Well, I think given a little bit of the context of the previous discussion, it was an important contribution.
A few of us were arguing that the way to build a team is to start with the lines and build out from there.
In this case, that obviously wasn't the strategy. I think the DAL OL was probably VERY good, but it certainly wasn't a group assembled from top draft picks who were
expected to do what they did.
But when you look at them:
- T - Mark Tuinei - Pro bowl 94/95
- G - Nate Newton - All-pro 94/95, pro bowl 92/93/94/95/96/98
- C - Mark Stepnoski - Pro bowl 92/93/94
- G - Kevin Gogan (Only until 93) - Nothing with Dallas, but 2nd-team All-pro 98 (with SF), Pro bowl 94 (with Oakland), 95/96 (with SF) - So he was pretty good.

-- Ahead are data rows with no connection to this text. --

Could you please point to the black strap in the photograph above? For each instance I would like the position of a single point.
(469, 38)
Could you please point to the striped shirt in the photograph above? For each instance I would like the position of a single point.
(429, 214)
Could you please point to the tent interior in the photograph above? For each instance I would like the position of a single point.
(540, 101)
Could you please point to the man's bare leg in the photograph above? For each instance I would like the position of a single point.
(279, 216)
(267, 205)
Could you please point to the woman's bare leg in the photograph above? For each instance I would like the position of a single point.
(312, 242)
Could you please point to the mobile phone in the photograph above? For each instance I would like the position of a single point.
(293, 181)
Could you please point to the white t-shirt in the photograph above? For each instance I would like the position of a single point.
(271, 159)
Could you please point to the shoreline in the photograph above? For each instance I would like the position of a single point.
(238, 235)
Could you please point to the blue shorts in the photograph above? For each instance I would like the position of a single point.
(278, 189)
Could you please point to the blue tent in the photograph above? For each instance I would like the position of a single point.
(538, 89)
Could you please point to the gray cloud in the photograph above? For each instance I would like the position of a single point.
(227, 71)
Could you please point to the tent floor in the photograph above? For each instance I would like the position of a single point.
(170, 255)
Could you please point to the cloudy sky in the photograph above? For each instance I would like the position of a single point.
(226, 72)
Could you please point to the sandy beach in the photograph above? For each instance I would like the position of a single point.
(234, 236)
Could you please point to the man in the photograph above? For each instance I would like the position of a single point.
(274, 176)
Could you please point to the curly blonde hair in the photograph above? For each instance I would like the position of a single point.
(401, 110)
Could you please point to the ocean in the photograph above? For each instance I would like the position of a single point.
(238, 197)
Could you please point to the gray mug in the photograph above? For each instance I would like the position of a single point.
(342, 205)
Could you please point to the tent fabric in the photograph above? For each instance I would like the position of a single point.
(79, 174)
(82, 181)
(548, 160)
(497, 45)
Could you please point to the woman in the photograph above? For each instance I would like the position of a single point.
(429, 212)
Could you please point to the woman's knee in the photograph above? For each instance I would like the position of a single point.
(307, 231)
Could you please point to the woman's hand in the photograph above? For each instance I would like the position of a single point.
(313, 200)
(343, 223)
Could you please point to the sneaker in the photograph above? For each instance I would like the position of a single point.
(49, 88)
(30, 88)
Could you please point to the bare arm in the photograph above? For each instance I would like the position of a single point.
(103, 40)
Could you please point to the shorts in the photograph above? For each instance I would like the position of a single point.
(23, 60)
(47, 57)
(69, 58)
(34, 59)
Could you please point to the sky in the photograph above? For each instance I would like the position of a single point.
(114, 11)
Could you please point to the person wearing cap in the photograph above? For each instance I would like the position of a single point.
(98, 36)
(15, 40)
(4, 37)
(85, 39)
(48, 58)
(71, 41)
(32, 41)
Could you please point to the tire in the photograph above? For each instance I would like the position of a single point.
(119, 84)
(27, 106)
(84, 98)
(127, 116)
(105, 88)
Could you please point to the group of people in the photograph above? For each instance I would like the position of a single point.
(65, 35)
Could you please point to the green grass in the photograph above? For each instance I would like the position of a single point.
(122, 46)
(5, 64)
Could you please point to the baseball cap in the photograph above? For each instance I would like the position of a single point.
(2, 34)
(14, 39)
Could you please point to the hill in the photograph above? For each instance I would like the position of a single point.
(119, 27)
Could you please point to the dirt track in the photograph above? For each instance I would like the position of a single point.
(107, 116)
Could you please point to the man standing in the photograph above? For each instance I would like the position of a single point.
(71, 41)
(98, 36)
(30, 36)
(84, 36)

- G - Larry Allen (94 onward) - All-pro 96/97/98/99/00/01, pro-bowl 95/96/97/98/99/00/01/03/04/05
- T - Erik Williams - All-pro 93/96, pro bowl 93/96/97/99
So they weren't a bunch of no-talent hacks who were useless without Aikman/Smith/Irvin. They just didn't come from exactly the blue-chip pedigree you might have expected.
IMHO, it does help to suggest that having a great OL is a big part of having a great football team, which is what I was saying--that a great OL make the skill position guys around them MUCH better, and thus it's probably MORE important than the skill positions that everyone pays attention to.
Now, if you brought them up with the idea of suggesting that it was all about Aikman/Smith/Irvin, or as an indication that the Dallas OL was really not ALL that much better than the Detroit OL that Sanders ran behind? No, I don't think you've proven a point there.
Because when you look at Detroit's OL, only two players in that era had any of the same accolades:
- Kevin Glover: Pro bowl 95/96/97
- Lomas Brown: All-pro 95, pro bowl 90/91/92/93/94/95
Only two players, and they only had their accolades in one single overlapping year, 95.
Dallas, on the other hand, had at least one all-pro every year from 93-01, and multiple pro bowlers every year. You talked about them like they were a bunch of scrubs without the skill guys.